Derivatives of implicit functions How would I begin solving a problem that is asking me to find the derivative of $F$ when $$F(x)=\left(\frac{1}{3x-f(x)}\right)^4$$ and $f$ is differentiable.
Not asking for the answer here obviously, just the steps needed to get off the ground.
 A: $$F(x)=\left(\frac{1}{3x-f(x)}\right)^4=\frac{1^4}{(3x-f(x))^4}=(3x-f(x))^{-4}$$
Then,
$$\frac{d}{dx}F(x)=-4\cdot(3x-f(x))^{-5}\cdot(3-f'(x))$$
A: $F'(x) = -4(13-f'(x))(13x-f(x))^{-5}$ by the Chain Rule
A: $$F(x)=\left(\frac{1}{3x-f(x)}\right)^4$$
Because if $F=g(x)^n$ then $F'=ng(x)^{n-1}g'(x)$
$$F'(x)=4(\frac{1}{3x-f(x)})^3(\frac{1}{3x-f(x)})'$$
Here the derivative of $ \frac 1 {g(x)}$ is $  \frac {-g(x)'} {g(x)^2}$
$$F'(x)=4(\frac{1}{3x-f(x)})^3(\frac{-3+f'(x)}{(3x-f(x))^2})$$
Therefore,
$$F'(x)=4\frac{(-3+f'(x))}{(3x-f(x))^5}$$
A: For problems in which appear products, quotients and powers, logarithmic differentiation make life much easier.

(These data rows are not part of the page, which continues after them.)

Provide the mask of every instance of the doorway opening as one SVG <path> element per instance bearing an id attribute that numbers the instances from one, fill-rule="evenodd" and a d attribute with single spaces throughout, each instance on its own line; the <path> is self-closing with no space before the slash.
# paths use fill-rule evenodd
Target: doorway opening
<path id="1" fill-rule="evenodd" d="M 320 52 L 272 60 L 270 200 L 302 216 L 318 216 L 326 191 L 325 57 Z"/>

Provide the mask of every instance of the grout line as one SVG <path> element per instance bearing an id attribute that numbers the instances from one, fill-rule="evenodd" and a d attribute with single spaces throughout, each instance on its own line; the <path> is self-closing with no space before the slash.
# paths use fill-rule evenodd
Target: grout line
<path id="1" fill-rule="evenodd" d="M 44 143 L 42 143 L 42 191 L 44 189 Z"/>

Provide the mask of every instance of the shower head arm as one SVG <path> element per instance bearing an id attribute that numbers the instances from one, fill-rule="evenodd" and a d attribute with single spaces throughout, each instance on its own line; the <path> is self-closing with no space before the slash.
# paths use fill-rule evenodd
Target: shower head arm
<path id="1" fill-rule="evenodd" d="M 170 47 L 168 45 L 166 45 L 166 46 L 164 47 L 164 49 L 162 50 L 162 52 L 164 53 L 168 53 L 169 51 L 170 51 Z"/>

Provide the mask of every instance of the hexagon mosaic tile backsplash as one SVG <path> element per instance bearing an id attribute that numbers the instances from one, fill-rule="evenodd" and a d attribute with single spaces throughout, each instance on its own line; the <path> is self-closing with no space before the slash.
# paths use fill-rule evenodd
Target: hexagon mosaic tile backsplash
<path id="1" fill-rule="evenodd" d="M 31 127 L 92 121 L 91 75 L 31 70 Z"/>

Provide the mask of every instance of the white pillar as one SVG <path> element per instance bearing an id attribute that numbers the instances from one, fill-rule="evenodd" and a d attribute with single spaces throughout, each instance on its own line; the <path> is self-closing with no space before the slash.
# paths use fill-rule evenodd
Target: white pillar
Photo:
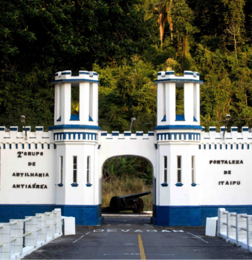
<path id="1" fill-rule="evenodd" d="M 61 124 L 64 125 L 69 123 L 71 117 L 71 83 L 63 82 L 61 88 Z"/>
<path id="2" fill-rule="evenodd" d="M 187 125 L 193 123 L 193 83 L 185 83 L 184 87 L 184 115 Z"/>
<path id="3" fill-rule="evenodd" d="M 93 125 L 98 125 L 98 84 L 93 83 Z"/>
<path id="4" fill-rule="evenodd" d="M 157 87 L 157 111 L 158 115 L 157 117 L 157 125 L 159 126 L 160 125 L 165 125 L 165 122 L 161 122 L 162 119 L 163 118 L 163 98 L 162 98 L 162 86 L 163 83 L 158 82 L 158 83 Z"/>
<path id="5" fill-rule="evenodd" d="M 165 125 L 175 125 L 176 119 L 176 83 L 165 83 L 166 122 Z"/>
<path id="6" fill-rule="evenodd" d="M 193 116 L 199 124 L 200 122 L 200 97 L 199 83 L 193 84 Z"/>
<path id="7" fill-rule="evenodd" d="M 55 84 L 55 98 L 54 105 L 54 124 L 61 124 L 58 122 L 60 117 L 61 116 L 61 86 L 60 83 Z"/>
<path id="8" fill-rule="evenodd" d="M 89 125 L 89 82 L 80 82 L 80 122 Z"/>

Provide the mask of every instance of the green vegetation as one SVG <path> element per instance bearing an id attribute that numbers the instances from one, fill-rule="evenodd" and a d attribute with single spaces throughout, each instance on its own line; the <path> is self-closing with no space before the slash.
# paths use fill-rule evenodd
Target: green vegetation
<path id="1" fill-rule="evenodd" d="M 123 185 L 122 185 L 123 184 Z M 144 211 L 152 211 L 152 185 L 147 185 L 144 181 L 135 177 L 119 177 L 111 182 L 102 182 L 102 207 L 108 207 L 110 199 L 131 194 L 151 192 L 152 194 L 142 197 Z"/>
<path id="2" fill-rule="evenodd" d="M 53 125 L 54 89 L 49 81 L 56 71 L 71 69 L 74 75 L 85 70 L 100 75 L 102 130 L 128 130 L 135 117 L 132 131 L 146 132 L 156 125 L 157 72 L 174 70 L 182 75 L 189 70 L 200 72 L 205 82 L 202 126 L 218 129 L 228 113 L 236 119 L 229 127 L 252 127 L 250 0 L 0 0 L 0 125 L 21 127 L 22 114 L 32 130 Z M 72 113 L 78 114 L 78 90 L 73 93 Z M 183 89 L 176 90 L 176 97 L 177 113 L 182 114 Z M 138 169 L 140 159 L 131 165 L 122 160 L 107 162 L 104 187 L 113 174 L 151 174 L 147 165 Z M 123 176 L 111 168 L 118 165 Z M 142 181 L 148 185 L 146 179 Z"/>

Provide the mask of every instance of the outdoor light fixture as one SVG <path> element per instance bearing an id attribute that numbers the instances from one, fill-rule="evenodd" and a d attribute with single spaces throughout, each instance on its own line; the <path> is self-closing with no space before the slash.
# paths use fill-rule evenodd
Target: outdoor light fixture
<path id="1" fill-rule="evenodd" d="M 131 127 L 132 127 L 132 123 L 133 123 L 133 121 L 135 121 L 136 120 L 135 117 L 131 118 L 131 124 L 130 125 L 130 129 L 129 130 L 129 131 L 131 130 Z"/>
<path id="2" fill-rule="evenodd" d="M 24 125 L 25 126 L 25 131 L 26 131 L 26 137 L 25 137 L 25 139 L 27 139 L 27 133 L 26 132 L 26 117 L 25 116 L 20 116 L 20 121 L 22 122 L 22 123 L 24 123 Z"/>
<path id="3" fill-rule="evenodd" d="M 229 119 L 231 118 L 231 116 L 228 114 L 226 116 L 226 125 L 225 126 L 225 130 L 224 130 L 224 133 L 223 134 L 223 138 L 225 138 L 225 132 L 226 131 L 226 129 L 227 127 L 227 122 L 229 121 Z"/>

To make the problem more complex, let me consider
$$F(x)=\frac{\left(a(x)+ b(x)\right)^m}{\left(c(x)+ d(x)\right)^n}$$ Take logarithms $$\log(F(x)=m\log\left(a(x)+ b(x)\right)-n\log\left(c(x)+ d(x)\right)$$ Differentiate $$\frac{F'(x)}{F(x)}=m\frac {a'(x)+ b'(x)}{a(x)+ b(x)}-n\frac {c'(x)+ d'(x)}{c(x)+ d(x)}$$ Then, use $$F'(x)=F(x)\times \left(\frac{F'(x)}{F(x)} \right)$$ and simplify.
If you thinks about it, it is the cheapest way to use if you have to code it.